“Okay,” he whispers. He crowds into my space, shoulder braced against the wall so he doesn’t fall. “I fucking hate saying this, but I need you tonot fight them.”
“What?” I breathe, confused and terrified all at once.
“The more you fight, the harder these fuckers get,” he mutters. “They like the challenge. The more you resist, the more damage they’ll do. I need you to do everything you can to make sure they don’t kill you.”
“What if I don’t have a choice?” My voice shakes.
“Fuck, Eli…”
For a second…just a second…he lets the mask drop.
And I see him. All of him.
The man who told me he was dying earlier today. The man whose lungs are drowning him from the inside. The man who should already be gone.
But he’s still here. Still standing.

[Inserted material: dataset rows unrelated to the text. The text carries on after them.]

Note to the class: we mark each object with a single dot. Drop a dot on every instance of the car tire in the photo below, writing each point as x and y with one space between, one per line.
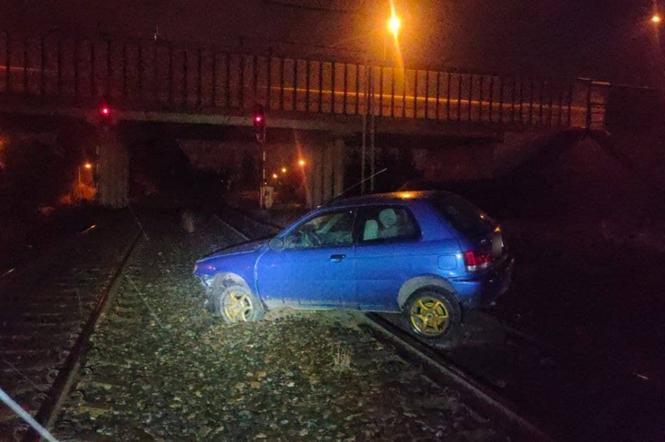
435 316
236 303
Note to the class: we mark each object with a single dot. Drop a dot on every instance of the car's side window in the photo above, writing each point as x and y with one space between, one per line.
386 223
333 229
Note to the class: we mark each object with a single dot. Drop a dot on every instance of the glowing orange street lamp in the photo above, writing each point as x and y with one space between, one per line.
394 24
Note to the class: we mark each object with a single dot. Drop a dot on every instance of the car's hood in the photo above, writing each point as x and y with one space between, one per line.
247 247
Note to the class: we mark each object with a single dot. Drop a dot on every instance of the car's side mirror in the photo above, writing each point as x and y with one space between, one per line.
276 244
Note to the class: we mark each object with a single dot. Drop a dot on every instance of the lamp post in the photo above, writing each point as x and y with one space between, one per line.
393 25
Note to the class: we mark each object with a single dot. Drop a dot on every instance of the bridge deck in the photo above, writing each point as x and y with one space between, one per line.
170 78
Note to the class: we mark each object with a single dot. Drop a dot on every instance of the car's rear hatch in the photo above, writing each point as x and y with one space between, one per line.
480 235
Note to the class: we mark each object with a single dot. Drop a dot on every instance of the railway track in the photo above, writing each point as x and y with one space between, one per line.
48 311
438 366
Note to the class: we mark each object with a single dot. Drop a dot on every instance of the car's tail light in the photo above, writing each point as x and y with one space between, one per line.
475 260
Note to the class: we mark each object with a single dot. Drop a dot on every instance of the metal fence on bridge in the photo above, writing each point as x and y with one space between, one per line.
163 76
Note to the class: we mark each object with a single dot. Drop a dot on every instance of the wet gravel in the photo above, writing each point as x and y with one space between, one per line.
163 368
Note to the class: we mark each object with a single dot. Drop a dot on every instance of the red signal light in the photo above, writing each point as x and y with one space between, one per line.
259 122
104 111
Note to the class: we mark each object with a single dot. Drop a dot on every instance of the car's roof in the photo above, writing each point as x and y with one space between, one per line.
400 197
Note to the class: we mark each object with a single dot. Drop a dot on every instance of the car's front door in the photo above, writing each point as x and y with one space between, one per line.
387 245
316 265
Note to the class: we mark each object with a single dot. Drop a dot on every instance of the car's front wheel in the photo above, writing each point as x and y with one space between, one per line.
433 315
236 303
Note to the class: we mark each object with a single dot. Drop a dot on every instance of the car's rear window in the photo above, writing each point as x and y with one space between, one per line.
463 216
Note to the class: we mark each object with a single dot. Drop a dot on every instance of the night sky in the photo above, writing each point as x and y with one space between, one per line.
608 40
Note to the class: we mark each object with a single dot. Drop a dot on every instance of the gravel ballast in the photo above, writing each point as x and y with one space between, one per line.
163 368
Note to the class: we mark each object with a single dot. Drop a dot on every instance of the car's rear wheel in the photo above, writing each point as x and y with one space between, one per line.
236 303
433 315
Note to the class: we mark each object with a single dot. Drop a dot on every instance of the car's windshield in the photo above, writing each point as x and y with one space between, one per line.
330 229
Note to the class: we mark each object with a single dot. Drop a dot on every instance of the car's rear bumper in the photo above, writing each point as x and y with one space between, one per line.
484 289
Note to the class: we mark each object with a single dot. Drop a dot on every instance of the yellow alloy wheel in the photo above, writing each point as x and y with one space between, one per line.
238 306
429 316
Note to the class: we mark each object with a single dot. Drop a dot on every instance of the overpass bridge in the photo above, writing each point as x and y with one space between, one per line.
57 75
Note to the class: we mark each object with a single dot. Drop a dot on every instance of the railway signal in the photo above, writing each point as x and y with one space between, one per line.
259 122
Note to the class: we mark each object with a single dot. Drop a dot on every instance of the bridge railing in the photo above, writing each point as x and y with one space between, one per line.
162 76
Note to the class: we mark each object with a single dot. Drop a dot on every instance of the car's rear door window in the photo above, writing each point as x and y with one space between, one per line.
464 216
385 224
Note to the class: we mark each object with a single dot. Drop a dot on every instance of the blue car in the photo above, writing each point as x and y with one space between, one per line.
431 255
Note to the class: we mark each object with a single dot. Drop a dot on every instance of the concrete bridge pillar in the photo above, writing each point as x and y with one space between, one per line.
112 171
325 174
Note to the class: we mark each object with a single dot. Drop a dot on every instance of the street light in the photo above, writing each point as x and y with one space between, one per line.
394 24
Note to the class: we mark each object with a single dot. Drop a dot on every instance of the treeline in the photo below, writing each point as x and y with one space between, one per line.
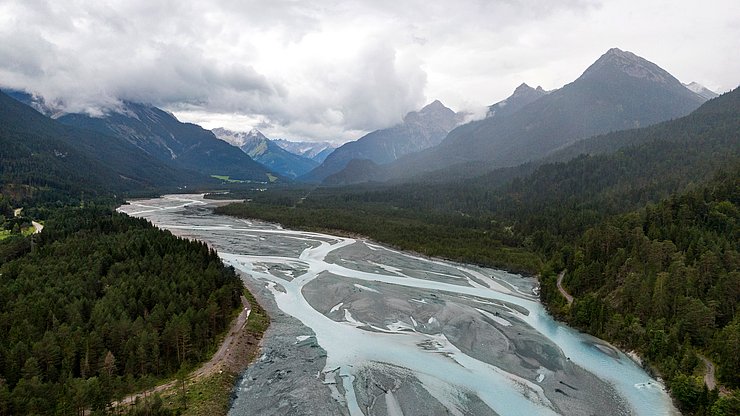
665 281
100 304
479 240
639 226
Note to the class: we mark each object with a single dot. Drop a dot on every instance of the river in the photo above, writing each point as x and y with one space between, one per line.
358 328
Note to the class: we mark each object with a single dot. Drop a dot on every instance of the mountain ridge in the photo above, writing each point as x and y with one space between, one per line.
266 152
618 91
419 130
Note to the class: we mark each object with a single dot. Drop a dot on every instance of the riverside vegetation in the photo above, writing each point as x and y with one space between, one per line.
101 304
646 227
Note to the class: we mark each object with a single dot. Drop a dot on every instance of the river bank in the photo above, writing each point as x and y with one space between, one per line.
368 330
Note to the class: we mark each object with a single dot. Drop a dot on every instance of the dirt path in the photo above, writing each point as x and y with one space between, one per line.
563 292
221 360
709 379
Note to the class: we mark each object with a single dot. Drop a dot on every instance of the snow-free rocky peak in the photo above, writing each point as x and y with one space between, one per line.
523 95
628 63
701 90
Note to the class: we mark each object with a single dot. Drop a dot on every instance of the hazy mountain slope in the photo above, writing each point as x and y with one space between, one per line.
701 90
39 151
619 91
316 151
419 130
161 135
267 153
523 95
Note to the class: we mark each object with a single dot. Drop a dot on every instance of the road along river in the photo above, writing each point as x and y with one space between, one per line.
358 328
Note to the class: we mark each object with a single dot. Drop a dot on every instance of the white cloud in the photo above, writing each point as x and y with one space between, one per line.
336 69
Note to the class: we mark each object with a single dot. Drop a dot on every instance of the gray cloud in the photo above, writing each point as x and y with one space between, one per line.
336 69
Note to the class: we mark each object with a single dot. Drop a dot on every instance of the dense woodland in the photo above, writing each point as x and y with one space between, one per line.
645 229
100 304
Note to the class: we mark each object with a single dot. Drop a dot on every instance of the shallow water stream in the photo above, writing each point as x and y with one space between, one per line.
358 328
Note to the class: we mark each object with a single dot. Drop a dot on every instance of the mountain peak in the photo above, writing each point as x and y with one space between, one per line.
256 134
701 90
522 88
435 105
616 60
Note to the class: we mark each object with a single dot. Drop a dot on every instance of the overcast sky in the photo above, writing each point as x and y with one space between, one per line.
335 69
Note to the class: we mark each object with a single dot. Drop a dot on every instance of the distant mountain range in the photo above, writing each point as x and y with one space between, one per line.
267 152
619 91
160 135
38 153
701 90
419 130
523 95
317 151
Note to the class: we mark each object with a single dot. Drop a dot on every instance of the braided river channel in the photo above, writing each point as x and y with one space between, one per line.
361 329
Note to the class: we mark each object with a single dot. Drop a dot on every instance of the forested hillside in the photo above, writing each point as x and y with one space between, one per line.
647 224
664 281
101 304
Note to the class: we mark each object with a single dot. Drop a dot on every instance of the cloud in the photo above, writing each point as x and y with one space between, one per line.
337 69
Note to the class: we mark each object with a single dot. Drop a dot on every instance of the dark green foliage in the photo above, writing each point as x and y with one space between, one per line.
163 138
105 304
40 155
665 282
646 228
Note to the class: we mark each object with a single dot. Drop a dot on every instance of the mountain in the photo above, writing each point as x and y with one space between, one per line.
419 130
357 170
703 91
267 152
317 151
619 91
523 95
162 136
39 154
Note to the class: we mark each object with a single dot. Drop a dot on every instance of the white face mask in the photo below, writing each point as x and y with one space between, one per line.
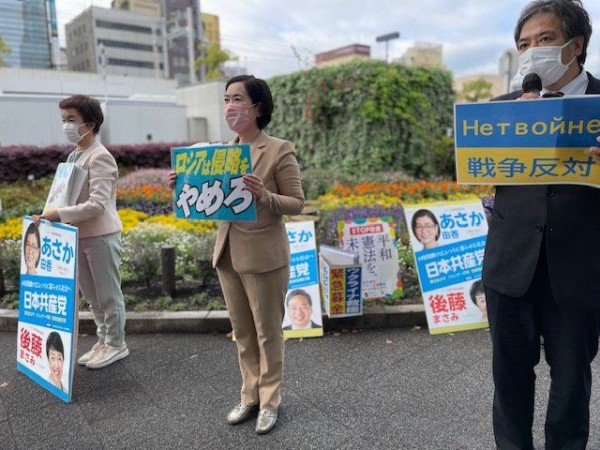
546 62
71 131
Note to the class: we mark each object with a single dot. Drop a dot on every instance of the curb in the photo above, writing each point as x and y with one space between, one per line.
379 316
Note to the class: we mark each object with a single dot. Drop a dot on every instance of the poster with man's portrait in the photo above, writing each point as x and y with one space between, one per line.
48 305
303 300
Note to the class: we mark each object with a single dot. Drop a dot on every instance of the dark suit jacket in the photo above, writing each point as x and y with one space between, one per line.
569 218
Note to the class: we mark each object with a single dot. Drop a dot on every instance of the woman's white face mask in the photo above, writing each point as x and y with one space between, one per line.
71 131
546 62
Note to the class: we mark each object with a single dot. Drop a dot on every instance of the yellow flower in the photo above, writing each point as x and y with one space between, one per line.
11 229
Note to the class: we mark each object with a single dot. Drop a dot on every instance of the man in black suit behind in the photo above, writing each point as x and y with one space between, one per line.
542 260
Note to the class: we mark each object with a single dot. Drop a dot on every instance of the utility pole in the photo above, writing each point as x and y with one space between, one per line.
202 43
190 35
387 38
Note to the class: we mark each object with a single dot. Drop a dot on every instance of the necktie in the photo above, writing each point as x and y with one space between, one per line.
553 94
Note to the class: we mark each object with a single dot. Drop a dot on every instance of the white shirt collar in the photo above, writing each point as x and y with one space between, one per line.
576 86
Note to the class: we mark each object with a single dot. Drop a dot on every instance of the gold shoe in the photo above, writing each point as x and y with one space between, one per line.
240 413
266 421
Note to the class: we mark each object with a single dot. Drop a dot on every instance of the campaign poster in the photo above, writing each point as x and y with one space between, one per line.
209 183
374 241
341 286
509 142
303 300
48 306
448 242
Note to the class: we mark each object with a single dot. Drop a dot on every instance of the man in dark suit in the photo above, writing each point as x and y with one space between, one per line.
542 260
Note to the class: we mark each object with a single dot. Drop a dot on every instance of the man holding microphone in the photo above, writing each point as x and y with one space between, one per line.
541 269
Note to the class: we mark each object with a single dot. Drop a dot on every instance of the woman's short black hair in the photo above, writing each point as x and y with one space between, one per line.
425 213
259 93
33 229
88 108
54 342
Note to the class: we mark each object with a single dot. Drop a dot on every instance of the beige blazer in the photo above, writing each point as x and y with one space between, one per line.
95 213
263 246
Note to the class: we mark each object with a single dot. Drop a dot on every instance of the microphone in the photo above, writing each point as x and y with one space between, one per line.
532 84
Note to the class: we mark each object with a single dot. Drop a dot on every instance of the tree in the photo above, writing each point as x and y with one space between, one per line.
476 90
214 58
4 51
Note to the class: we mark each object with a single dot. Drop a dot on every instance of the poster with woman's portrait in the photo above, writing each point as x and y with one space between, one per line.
48 305
303 300
448 242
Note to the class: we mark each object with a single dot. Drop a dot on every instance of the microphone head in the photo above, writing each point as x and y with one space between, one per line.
532 83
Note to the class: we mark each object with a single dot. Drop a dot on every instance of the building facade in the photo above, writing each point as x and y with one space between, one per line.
25 28
187 32
423 54
115 42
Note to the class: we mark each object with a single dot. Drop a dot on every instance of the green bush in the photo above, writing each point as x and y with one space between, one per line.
142 247
10 262
364 117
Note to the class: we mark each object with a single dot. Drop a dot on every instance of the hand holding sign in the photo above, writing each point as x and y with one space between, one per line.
595 150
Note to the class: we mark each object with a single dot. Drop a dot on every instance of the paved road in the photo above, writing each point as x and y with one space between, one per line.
376 389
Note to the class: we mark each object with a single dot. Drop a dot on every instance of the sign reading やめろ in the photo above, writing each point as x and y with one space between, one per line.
209 183
528 142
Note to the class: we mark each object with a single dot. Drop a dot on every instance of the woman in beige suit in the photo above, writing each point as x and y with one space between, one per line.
95 214
252 259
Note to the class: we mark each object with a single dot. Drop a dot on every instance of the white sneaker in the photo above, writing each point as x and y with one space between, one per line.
108 355
87 357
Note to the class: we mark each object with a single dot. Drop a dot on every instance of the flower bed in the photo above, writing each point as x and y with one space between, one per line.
145 208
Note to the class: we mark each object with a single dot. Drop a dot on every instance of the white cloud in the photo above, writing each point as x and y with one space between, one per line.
473 33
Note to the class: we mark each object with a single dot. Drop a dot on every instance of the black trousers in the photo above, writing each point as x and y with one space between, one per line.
570 345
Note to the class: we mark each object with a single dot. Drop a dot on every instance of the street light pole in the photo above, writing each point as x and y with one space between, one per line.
387 38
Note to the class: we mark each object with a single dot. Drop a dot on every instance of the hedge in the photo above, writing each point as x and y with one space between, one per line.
367 116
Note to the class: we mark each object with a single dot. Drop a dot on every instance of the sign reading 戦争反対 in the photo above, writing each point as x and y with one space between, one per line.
528 142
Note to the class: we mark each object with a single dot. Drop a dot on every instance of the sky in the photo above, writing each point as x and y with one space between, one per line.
273 37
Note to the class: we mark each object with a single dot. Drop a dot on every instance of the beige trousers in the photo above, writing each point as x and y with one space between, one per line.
256 307
100 282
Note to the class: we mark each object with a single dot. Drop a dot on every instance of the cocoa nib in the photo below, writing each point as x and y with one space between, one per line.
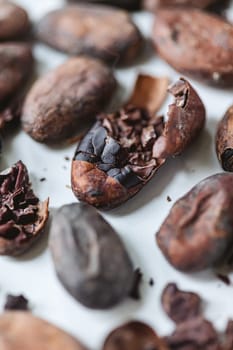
224 141
180 306
134 335
92 30
196 44
197 233
123 150
22 216
16 302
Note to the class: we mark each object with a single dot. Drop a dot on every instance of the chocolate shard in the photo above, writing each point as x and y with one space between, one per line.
22 216
123 150
180 306
197 233
224 141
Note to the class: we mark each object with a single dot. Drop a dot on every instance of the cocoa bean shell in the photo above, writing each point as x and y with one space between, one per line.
195 43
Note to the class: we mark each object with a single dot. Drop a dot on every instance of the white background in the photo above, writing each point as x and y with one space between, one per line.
136 221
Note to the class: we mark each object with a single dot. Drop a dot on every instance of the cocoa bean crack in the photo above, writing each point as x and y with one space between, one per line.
18 204
121 144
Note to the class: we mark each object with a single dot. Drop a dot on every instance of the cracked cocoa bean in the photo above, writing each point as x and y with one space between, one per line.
180 306
197 233
92 30
97 271
224 141
22 216
14 21
194 334
196 44
16 65
126 4
134 335
123 150
22 331
63 101
152 5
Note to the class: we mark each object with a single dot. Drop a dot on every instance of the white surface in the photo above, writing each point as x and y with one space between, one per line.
136 221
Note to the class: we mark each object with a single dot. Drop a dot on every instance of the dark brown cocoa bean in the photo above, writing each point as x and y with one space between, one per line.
134 335
198 231
195 43
194 334
152 5
97 270
92 30
22 331
62 101
123 150
127 4
22 216
14 21
224 141
180 306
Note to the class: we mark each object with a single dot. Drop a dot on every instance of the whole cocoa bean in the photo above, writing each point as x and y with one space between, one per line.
14 21
152 5
62 101
22 331
195 43
127 4
198 232
92 30
134 335
123 150
96 271
22 216
224 141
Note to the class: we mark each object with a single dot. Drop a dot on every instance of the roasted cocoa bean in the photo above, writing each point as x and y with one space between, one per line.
198 231
22 216
127 4
62 101
224 141
97 270
134 335
16 63
194 334
14 21
152 5
180 306
22 331
92 30
195 43
123 150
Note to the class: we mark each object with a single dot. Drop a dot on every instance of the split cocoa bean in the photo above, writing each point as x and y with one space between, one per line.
23 331
92 30
14 22
97 271
64 100
224 141
123 150
197 233
195 43
22 216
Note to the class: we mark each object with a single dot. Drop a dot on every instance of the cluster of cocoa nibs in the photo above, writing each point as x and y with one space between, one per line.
18 204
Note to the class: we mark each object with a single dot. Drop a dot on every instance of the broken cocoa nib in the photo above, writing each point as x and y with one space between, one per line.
197 233
16 302
194 334
224 141
123 150
22 216
180 306
196 43
14 21
134 335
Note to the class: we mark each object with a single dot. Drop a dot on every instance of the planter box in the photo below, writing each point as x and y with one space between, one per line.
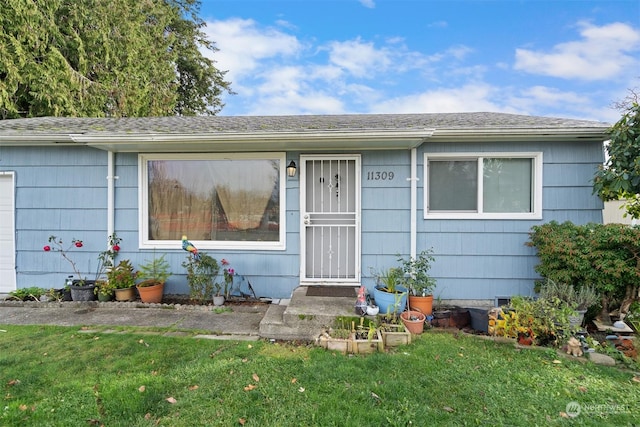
351 344
366 346
343 345
395 337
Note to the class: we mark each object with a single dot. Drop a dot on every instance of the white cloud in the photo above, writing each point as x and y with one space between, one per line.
602 53
243 44
360 59
468 98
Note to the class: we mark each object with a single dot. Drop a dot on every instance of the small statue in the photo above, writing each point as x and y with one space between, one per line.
574 347
361 302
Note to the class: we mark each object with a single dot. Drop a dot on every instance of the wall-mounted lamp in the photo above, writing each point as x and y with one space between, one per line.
291 169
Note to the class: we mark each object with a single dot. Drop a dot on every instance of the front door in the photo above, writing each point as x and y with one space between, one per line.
7 234
330 217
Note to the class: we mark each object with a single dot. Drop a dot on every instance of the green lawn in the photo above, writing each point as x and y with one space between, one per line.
60 376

Still protecting me with every breath he has left.
“I need you to do everything in your power to keep your body from shutting down,” he whispers. “Fighting spikes your heart rate worse than fear ever will. And if Cortéz finds out about your condition? He’ll use it against you. Against Skip. Against all of us.”
A violent tremor runs through him. He grips the wall to steady himself.
“So listen to me,” he forces out. “Fight only if it comes down to your life. But don’t draw attention to yourself. Don’t provoke them. Don’t give them any reason to notice you.”
He swallows hard, then takes my hand with a grip that’s barely there anymore.
“Skip will come for you, sweetheart.”
His voice cracks.
“He’ll tear this whole fucking desert apart to get to you. You just need to stay alive long enough for him to get here.”
I lean gently into his body and hug him.
“I’ll be okay,” I whisper. “I’m sorry I was being selfish. I’ll be okay, Knucks. You can rest now.”
I step back, reaching to help him sit, maybe ease him to the floor, but I freeze when I look up and see him smiling down at me softly.
Like heisn’tdying.
Like he isn’t holding himself up by sheer will.
“Not yet, sweetheart,” he murmurs. “Not until the last of my strength is gone. Believe it or not, I still have a little left.”
I open my mouth to argue, to beg, to tell him…something.
But the basement door creaks.
Heavy boots descend the stairs, a beam of light slicing across the dark like a knife.
“You know,” the man chuckles, “I plum forgot you two were down here.”
Cortéz.
That voice…that smug, oily voice…turns my blood cold.
“Click those lights on,” he calls over his shoulder. “The generator will give us about half an hour before it runs out of gas. Plenty of time.”
A few moments later, the old bulbs overhead flicker once, buzz angrily, then explode to full brightness.